On February 6, the United States Securities and Exchange Commission (SEC) introduced strict rules for people involved in providing liquidity. These rules cover not only federal securities laws but also impact cryptocurrency and decentralized finance (DeFi).
New Rules Targeting Crypto Liquidity
The rule, which was proposed in March 2022, finally got the green light from the SEC after 2 years with a 3-2 majority vote during a meeting on Tuesday.
The approved 247-page rule will impact those dealing with crypto assets defined as securities or government securities, except for those with less than $50 million in assets. It also impacts the decentralized finance (DeFi) sector, as outlined in the rule.

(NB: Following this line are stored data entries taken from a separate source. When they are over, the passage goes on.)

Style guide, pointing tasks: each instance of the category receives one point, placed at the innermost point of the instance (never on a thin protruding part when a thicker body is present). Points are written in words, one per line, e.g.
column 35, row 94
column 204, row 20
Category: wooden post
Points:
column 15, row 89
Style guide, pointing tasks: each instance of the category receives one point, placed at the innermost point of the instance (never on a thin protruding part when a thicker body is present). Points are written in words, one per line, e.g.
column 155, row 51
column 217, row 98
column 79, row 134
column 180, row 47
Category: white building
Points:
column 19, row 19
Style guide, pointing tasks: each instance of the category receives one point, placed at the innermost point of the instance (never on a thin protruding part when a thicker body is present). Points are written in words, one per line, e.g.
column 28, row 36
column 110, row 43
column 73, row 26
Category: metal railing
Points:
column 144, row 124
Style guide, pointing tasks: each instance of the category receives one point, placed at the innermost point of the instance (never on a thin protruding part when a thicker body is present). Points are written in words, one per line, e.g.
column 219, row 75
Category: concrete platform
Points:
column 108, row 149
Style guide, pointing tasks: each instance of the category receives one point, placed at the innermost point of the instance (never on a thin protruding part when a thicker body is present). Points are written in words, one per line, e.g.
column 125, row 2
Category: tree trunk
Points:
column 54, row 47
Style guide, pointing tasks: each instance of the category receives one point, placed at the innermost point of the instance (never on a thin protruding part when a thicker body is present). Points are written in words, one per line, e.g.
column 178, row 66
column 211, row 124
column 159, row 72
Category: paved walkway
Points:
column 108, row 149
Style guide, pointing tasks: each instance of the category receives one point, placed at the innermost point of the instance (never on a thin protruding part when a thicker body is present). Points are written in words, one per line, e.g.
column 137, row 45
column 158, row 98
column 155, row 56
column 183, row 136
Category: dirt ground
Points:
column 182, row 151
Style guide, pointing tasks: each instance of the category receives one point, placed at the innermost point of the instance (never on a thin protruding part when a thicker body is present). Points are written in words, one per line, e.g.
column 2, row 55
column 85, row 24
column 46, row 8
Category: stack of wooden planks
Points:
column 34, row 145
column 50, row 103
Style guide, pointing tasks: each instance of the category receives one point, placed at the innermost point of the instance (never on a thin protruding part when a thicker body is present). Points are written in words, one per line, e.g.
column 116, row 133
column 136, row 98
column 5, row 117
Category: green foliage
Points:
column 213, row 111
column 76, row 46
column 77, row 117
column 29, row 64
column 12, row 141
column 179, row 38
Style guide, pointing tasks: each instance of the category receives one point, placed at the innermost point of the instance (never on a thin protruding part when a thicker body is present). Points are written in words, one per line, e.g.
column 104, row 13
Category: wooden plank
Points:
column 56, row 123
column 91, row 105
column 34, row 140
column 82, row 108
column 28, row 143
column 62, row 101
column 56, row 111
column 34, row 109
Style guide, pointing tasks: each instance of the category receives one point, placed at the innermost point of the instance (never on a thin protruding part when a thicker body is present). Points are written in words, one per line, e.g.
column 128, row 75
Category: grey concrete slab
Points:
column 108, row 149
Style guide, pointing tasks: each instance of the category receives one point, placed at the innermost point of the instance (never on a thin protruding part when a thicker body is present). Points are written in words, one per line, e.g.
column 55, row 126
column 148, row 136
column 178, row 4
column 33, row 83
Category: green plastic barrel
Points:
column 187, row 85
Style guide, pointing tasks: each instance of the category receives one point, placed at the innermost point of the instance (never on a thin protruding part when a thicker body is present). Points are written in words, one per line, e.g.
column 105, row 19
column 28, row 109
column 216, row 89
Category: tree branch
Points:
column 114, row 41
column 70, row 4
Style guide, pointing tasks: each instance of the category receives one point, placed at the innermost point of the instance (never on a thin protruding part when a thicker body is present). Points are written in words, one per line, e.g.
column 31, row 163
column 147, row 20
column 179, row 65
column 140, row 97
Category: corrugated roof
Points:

According to the rule, individuals trading in crypto asset securities within the DeFi market must register as a “dealer” or “government securities dealer” if their activities meet the criteria of being “part of a regular business.” This includes regularly buying and selling crypto assets, and providing liquidity to others, as outlined in the qualitative standard.
Despite the approval, some commenters argue that the rule is unfair for DeFi products, citing their decentralized nature without a central controlling body, functioning solely as software.
Industry Voices Express Worries
In response to the SEC’s decision, the DeFi Education Fund strongly criticized the move, calling it “misguided and unworkable.”
CEO Miller Whitehouse-Levine believes the SEC failed to consider the practical difficulties DeFi entities face, suggesting the rules are unfriendly to innovation.
Cody Carbone, Vice President of Policy for the Chamber of Digital Commerce, shared similar sentiments, criticizing the SEC for its ongoing unfriendliness towards the digital asset industry. He stated that the SEC did not consider the industry’s viewpoint.
Gensler Defending the Rules
SEC Chair Gary Gensler defended the regulatory changes, highlighting the $50 million exception and the importance of protecting investors in both crypto and non-crypto spaces. He argued that these rules align with Congress’s intentions for fair competition.
During the meeting, Republican Commissioner Hester Peirce, one of the two votes against the rules, raised questions about the inclusion of automated market makers (AMMs) in the rules. She asked whether AMMs, often considered as software protocols, should register as dealers.
The SEC responded, saying that AMMs are more than just software. However, Peirce expressed concerns about transparency and market participant’s understanding of SEC rules.
Countdown to Implementation
The final rules will come into effect 60 days after being published in the Federal Register, with a one-year compliance period. As the crypto industry gears up for increased regulatory attention, the full impact of these SEC rules remains uncertain in decentralized finance.